Over the last year we’ve seen the rise of the 3D printer. Bre Pettis, the founder of MakerBot, the leading consumer 3D printer maker, gave a keynote address at SxSW this year. 3D printing has raised discussions around such diverse subjects as guns,food and clothes, but it’s perhaps a more conventional use of 3D printing that has led one beloved brand to get in front of what it sees as a potential future. According toSociable, LEGO will be unveiling their own 3D printer by the end of the year. In an article titled, Is Lego about to embrace the Dark Side by releasing an official 3D printer? (complete with image of LEGO Star Wars figure), the Danish company ”says that along with the printer they will also release a selection of their 2013 range of Lego sets as downloadable files.  All official sets produced from 2014 will be available for download from the Lego Web Store. Once downloaded, the plans will let users print all the required bricks for their new sets.”

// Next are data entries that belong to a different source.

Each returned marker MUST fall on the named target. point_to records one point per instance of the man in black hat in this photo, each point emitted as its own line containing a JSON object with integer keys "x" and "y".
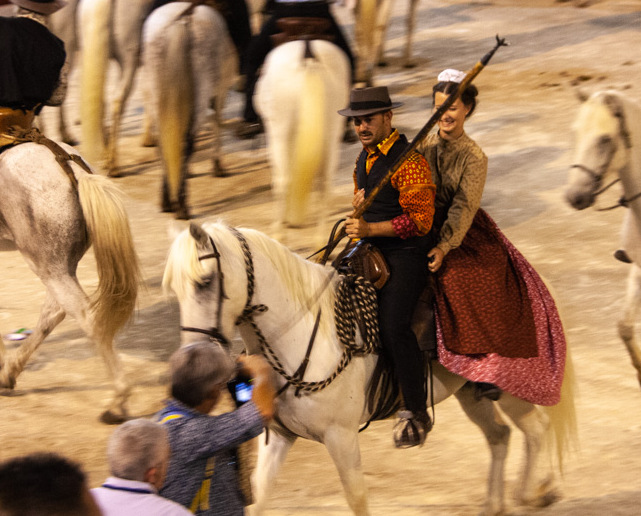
{"x": 397, "y": 222}
{"x": 30, "y": 61}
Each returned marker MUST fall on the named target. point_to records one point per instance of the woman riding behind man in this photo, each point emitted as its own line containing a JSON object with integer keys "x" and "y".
{"x": 492, "y": 306}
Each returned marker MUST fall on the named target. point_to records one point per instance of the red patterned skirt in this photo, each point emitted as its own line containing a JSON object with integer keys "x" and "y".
{"x": 496, "y": 319}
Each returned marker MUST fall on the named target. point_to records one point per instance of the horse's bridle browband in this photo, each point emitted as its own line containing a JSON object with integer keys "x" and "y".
{"x": 617, "y": 111}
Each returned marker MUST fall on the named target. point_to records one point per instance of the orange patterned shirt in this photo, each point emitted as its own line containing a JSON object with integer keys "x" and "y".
{"x": 413, "y": 180}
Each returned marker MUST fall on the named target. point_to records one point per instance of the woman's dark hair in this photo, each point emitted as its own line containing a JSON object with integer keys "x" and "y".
{"x": 468, "y": 97}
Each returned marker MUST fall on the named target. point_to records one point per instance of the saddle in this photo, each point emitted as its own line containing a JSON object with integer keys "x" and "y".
{"x": 363, "y": 259}
{"x": 301, "y": 28}
{"x": 13, "y": 118}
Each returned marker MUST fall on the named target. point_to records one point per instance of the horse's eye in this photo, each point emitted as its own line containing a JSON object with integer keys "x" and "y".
{"x": 204, "y": 283}
{"x": 605, "y": 141}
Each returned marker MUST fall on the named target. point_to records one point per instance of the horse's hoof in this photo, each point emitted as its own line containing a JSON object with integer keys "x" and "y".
{"x": 182, "y": 214}
{"x": 110, "y": 418}
{"x": 6, "y": 382}
{"x": 148, "y": 141}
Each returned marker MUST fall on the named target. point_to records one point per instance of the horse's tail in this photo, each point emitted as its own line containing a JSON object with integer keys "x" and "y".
{"x": 310, "y": 146}
{"x": 119, "y": 275}
{"x": 95, "y": 19}
{"x": 176, "y": 101}
{"x": 562, "y": 416}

Ok, it was an April’s Fools Day joke by the gang at Sociable. Full disclosure: I fell for it. Tweeted a link to the story and started writing this essay under the assumption it was legit. Seems a bit silly, but if you’re taking that Disruptive Technologies class, it doesn’t seem so far fetched. In the class we are focusing on three brands – Kodak, Blockbuster and Borders who all got crushed by Disruptive Technologies. Now, I’d argue they all got crushed by the same disruptive technology, the Internet, just different applications of it. But let’s go back and think about LEGO for a minute. If in 3-5 years thousands of people have 3D printers in their house and can easily produce LEGO blocks at home maybe taking a ‘If you can’t beat ‘em, join ‘em” strategy isn’t a bad idea. Didn’t we all look at Kodak, Blockbuster and Borders and ask why they didn’t create Instagram, Netflix and Amazon respectively before those latter companies put the former out of business? And don’t we all think that universities all around the country are trying to figure out what they are going to do about Coursera?

Now the question is: What disruptive technology is your client (or brand) facing? Are you in denial about what it will do to your industry, market or brand? Do you have a plan to own it before it owns you?